The next meeting of the MPC, from April 2 to April 4, will be held in the backdrop of benign inflation and slowing industrial growth.
Manas Chakravarty
Neither the February data on consumer price inflation nor the industrial production data for January change the picture of the economy the Reserve Bank of India painted in its last monetary policy statement.
Consumer price inflation for February was at 2.57 percent, while that for January was revised down to 1.97 percent. The average of these two months is well below RBI's estimate of 2.8 percent for the fourth quarter of 2018-19.
Next, industrial production growth in January was a tepid 1.7 percent, which fits in neatly with the Monetary Policy Committee's diagnosis of weakening growth.
In short, the next meeting of the MPC, from April 2 to April 4, will be held in the backdrop of benign inflation and slowing industrial growth.
What will add further support for a rate cut is the u-turn by both the US Fed and the European Central Bank and a dose of stimulus from China and another warning of slowing global growth, this time from the Organisation for Economic Co-operation and Development (OECD).
But perhaps the biggest incentive for another rate cut is the fact that corporate bond yields have hardened since the rate cut by the RBI in February.
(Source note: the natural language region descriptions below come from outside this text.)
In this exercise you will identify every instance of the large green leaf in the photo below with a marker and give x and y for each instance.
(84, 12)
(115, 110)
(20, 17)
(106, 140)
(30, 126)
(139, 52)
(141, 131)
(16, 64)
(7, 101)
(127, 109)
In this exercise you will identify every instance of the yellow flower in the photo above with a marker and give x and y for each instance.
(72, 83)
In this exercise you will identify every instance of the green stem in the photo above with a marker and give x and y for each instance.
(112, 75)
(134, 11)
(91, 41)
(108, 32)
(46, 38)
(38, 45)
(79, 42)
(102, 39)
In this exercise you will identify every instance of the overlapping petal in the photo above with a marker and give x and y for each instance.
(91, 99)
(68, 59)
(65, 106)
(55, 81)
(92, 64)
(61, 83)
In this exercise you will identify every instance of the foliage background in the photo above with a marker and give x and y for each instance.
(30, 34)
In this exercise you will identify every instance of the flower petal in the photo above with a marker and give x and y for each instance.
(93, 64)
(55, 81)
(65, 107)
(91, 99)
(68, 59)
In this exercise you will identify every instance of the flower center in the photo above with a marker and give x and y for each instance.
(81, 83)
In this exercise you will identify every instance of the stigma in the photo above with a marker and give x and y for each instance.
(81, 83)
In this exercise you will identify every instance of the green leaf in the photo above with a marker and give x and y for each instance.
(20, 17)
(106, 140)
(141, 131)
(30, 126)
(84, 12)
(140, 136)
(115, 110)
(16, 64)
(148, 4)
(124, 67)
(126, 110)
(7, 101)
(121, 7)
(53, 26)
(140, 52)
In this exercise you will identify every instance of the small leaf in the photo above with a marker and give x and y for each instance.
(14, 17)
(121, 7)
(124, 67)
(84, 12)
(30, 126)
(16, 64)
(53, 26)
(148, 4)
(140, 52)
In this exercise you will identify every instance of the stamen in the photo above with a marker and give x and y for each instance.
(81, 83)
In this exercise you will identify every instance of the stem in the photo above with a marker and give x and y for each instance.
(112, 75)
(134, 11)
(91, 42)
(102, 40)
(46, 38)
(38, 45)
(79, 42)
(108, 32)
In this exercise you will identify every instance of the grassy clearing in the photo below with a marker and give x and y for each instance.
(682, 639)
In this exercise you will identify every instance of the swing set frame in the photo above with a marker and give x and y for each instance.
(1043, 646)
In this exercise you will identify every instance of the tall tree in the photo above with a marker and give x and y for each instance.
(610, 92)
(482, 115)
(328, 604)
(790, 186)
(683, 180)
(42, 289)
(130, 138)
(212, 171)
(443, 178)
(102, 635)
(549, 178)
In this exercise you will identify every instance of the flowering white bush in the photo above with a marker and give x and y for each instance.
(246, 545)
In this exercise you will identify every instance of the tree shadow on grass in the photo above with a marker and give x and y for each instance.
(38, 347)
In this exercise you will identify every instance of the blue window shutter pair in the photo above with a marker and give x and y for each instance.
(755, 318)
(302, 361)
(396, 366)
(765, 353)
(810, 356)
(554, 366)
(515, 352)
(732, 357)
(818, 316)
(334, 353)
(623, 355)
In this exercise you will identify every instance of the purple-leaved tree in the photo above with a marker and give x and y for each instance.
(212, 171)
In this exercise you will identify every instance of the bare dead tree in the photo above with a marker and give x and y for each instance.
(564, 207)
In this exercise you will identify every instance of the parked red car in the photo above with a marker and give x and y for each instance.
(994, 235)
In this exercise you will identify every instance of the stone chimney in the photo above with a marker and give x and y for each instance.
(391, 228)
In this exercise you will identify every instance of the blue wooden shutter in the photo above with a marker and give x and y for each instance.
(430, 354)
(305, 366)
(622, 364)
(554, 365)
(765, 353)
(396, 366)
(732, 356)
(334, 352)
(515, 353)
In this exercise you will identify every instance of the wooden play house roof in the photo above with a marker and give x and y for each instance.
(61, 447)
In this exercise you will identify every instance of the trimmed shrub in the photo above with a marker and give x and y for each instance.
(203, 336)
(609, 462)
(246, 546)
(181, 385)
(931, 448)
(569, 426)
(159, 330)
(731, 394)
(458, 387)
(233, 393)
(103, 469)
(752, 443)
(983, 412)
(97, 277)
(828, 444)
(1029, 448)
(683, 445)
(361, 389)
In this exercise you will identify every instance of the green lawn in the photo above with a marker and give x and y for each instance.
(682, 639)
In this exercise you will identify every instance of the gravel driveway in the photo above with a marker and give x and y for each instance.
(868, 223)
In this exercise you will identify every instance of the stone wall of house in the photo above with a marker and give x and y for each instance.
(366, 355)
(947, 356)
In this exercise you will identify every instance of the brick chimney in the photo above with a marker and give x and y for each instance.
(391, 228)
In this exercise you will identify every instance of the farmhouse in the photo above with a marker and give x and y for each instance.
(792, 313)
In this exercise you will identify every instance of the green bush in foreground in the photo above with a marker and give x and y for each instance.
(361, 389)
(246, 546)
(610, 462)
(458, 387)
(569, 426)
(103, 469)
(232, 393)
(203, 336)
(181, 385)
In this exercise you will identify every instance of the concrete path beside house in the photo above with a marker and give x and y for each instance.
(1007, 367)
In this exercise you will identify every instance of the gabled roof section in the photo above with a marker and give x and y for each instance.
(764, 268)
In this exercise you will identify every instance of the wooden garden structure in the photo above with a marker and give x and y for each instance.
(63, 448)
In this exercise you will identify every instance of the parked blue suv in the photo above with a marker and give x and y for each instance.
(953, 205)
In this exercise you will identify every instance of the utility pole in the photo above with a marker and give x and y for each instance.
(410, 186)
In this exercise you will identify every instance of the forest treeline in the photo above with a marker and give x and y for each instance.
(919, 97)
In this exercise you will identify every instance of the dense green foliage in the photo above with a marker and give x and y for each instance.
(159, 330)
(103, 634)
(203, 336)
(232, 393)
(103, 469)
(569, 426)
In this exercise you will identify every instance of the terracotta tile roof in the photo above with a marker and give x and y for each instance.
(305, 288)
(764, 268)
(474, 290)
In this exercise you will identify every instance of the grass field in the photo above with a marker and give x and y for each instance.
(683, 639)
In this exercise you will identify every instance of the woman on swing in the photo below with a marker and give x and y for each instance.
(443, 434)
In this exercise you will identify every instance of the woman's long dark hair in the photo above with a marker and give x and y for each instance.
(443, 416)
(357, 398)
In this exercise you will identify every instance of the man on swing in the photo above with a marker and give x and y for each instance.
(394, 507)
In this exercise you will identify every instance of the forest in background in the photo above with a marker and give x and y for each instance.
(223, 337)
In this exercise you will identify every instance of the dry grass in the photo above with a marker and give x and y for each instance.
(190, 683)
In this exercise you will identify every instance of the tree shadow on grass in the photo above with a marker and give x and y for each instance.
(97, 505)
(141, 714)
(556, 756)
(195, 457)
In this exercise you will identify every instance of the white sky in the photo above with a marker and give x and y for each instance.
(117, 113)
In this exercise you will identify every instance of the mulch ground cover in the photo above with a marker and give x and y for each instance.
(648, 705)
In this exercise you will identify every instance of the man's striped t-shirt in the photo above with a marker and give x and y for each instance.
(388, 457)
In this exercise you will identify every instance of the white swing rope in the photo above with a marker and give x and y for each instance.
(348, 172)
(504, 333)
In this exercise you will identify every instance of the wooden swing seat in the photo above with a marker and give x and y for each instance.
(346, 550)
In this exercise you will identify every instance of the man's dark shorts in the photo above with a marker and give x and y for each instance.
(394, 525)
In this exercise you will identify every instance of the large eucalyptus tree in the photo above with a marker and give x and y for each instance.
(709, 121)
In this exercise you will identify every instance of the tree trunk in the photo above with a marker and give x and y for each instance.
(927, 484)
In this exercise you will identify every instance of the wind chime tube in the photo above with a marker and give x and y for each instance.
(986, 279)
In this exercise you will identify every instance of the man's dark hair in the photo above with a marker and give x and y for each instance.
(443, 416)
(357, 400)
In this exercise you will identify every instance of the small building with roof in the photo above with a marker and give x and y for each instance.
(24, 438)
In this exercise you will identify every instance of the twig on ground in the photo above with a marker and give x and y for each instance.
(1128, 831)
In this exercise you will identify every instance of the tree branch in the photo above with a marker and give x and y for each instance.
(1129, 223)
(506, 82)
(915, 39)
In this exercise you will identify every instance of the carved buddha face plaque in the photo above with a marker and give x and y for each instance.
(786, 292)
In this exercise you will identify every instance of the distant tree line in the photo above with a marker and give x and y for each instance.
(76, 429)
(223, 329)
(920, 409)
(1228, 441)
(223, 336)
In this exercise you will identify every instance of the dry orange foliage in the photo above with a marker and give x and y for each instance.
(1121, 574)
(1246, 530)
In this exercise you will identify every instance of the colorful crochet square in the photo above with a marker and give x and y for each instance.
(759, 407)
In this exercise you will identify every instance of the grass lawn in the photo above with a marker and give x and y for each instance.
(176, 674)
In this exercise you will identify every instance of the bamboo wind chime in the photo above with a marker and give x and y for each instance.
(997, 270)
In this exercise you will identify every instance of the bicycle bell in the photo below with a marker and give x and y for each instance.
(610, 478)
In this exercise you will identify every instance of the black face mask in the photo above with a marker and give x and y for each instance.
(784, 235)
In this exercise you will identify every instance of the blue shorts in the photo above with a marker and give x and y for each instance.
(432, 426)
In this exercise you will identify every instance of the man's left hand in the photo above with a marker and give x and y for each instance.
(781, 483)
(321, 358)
Bank deposit rates have not come down and there has been hardly any transmission of the last rate cut.
The MPC is therefore likely to take the opportunity to go in for another rate cut. After all, the repo rate at 6.25 percent is still higher than what it was between August 2017 and May 2018, when it was 6 percent. Consumer price inflation averaged 4.3 percent during that time. That indicates even if inflation goes up a bit in the next few months, there's scope for another rate cut.